Fig. 5: Realization of anomalous Hall phase by stitching coupling winding numbers.

a Sketch of the implementation strategy based on stitching two types of resonator pairs in a 4-fold rotational symmetric (C₄) square lattice [left panel]. The two stitching units consist of coupled A (red)-B (blue) and C (gray)-B MRRs, respectively.

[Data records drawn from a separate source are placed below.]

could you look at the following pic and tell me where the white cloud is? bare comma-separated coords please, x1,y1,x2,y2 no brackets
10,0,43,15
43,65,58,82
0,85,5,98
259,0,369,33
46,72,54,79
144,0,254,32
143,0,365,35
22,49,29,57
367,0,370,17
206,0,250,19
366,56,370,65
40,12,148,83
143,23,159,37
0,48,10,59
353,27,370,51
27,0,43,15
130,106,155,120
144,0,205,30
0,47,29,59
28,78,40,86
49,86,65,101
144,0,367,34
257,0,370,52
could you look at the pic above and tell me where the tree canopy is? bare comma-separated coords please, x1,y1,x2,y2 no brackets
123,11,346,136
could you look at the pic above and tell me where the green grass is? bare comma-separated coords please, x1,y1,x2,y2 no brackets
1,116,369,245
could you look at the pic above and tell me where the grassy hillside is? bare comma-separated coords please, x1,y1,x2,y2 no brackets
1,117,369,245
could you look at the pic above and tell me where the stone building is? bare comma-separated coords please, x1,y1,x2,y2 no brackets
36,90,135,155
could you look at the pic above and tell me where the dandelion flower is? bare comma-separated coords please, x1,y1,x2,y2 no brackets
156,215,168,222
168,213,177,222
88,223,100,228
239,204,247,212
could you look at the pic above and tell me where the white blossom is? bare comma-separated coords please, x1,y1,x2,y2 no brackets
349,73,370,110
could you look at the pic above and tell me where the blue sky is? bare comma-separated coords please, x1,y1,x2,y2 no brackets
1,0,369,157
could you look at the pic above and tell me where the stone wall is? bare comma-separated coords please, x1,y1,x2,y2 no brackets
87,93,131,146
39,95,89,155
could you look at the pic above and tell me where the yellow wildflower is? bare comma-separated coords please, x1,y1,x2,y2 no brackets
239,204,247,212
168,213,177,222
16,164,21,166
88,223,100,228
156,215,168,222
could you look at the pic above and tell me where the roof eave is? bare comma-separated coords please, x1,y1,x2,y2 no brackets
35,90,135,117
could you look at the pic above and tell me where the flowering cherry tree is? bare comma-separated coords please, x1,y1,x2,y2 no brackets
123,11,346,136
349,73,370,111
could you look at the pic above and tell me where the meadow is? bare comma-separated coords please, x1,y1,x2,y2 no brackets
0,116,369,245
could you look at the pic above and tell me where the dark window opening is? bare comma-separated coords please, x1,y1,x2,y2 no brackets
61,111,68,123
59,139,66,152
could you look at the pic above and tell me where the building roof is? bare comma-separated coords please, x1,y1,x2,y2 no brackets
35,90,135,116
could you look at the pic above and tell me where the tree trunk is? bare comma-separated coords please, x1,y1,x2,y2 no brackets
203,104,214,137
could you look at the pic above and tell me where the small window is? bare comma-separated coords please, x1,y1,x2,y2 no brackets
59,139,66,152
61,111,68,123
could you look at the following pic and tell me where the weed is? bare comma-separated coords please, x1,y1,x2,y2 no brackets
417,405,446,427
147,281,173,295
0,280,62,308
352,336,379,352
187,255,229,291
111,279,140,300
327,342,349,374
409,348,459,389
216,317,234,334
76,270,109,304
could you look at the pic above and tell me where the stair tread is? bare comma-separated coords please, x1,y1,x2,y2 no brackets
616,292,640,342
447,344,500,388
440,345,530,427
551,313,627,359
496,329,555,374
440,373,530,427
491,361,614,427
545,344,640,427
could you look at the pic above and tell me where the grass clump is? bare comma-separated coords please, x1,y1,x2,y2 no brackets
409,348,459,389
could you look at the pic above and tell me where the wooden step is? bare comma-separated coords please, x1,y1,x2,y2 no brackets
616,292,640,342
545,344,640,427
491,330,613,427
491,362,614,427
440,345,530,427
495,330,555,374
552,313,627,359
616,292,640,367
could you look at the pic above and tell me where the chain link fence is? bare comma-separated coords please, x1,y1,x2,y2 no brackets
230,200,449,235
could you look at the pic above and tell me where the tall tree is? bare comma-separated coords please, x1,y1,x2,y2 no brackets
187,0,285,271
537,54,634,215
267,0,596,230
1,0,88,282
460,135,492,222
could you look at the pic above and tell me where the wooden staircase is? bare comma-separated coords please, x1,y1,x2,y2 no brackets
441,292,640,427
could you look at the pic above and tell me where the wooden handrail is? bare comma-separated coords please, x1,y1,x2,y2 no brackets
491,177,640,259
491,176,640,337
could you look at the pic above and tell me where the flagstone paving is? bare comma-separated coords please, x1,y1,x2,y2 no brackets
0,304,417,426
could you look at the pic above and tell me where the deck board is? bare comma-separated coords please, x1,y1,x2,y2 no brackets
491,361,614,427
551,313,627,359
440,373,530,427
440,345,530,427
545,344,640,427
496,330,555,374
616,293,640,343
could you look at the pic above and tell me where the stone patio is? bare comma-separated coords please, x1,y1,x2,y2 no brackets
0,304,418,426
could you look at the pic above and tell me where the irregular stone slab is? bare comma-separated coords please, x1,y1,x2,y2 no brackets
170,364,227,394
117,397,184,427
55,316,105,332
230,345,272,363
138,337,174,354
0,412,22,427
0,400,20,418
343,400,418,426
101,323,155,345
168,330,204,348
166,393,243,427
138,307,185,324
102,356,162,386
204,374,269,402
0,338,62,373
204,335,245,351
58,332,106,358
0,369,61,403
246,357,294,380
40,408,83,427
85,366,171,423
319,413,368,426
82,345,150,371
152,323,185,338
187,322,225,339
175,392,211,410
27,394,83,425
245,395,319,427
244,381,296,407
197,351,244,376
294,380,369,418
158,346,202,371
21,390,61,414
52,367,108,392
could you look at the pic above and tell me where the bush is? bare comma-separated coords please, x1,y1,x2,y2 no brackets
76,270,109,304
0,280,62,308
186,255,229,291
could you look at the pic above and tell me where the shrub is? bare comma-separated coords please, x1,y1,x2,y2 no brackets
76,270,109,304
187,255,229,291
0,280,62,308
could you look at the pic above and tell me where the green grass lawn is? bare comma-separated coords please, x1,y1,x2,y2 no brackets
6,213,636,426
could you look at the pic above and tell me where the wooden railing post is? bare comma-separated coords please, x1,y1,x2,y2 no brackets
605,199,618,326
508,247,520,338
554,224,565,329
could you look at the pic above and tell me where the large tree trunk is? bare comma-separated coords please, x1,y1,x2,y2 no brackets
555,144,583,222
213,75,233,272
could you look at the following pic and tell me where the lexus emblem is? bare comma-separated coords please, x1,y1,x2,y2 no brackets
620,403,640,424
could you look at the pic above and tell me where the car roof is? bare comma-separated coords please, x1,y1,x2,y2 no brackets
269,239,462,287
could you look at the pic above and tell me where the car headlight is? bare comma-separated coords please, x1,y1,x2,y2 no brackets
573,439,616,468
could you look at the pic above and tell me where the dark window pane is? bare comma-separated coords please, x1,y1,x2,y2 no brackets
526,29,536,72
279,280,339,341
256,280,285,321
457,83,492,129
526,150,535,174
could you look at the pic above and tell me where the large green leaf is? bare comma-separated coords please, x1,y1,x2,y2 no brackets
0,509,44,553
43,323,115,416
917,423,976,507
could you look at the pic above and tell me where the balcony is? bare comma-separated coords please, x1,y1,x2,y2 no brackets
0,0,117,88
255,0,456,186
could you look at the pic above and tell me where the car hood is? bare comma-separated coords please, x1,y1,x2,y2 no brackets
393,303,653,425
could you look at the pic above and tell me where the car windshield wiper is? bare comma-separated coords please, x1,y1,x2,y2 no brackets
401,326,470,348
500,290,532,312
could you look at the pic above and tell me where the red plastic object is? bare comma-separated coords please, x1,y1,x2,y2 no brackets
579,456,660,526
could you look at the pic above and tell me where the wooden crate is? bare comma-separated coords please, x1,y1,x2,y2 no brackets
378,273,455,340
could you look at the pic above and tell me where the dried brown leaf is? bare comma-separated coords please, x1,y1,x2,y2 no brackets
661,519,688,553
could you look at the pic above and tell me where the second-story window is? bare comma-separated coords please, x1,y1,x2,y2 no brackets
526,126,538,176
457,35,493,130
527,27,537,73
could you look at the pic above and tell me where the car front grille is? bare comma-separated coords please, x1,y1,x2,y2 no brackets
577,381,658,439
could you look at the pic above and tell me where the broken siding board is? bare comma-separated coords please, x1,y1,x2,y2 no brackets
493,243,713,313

Various combinations of the coupling winding numbers of the two-resonator pairs lead to different topological phases, including the anomalous Hall phase (aHP) and the spin-valley Hall phase (SVHP) [right panel]. b Bulk band diagram of a designed photonic aHP. The band Chern numbers \({C}^{s}\) are indicated. The outer radii of the MRR A, B and C are set to \({r}_{A}=5.55\,\mathrm{\mu m}\) and \({r}_{B}={r}_{C}=5.45\,\mathrm{\mu m}\), with gap distances between the A–B MRRs and A–C MRRs being 100 nm and 200 nm, respectively. The other parameters keep the same as those in Figs. 3, 4. The TE-polarized AM modes with \({m}_{A}=53\) at \({\lambda }_{A}=1531.7\,\mathrm{nm}\) and \({m}_{B,C}=52\) at \({\lambda }_{B,C}=1531.7\,\mathrm{nm}\) are supported. The band frequency is offset by the central frequency of the involved modes, i.e., \(({\lambda }_{A}+{\lambda }_{B}+{\lambda }_{C})/3=1531.7\,\mathrm{nm}\). c Projected band diagram for an aHP slab [left panel], group index of ESs [middle panel], and transmission spectra of ESs under defects [right panel]. The pseudo-spin indices for the ESs are indicated on the upper interface of the aHP slab. The aHP slab is truncated along the [1 1] direction, so that the MRR B’s are located at the interfaces. The defects are created by removing MRRs randomly close to the interface. d, e Simulated field distributions shows that ESs (pseudo-spin \(\uparrow\)) detour around defects. The frequencies of the ESs are set to \(f=-50\,\mathrm{GHz}\) (d) and \(f=50\,\mathrm{GHz}\) (e).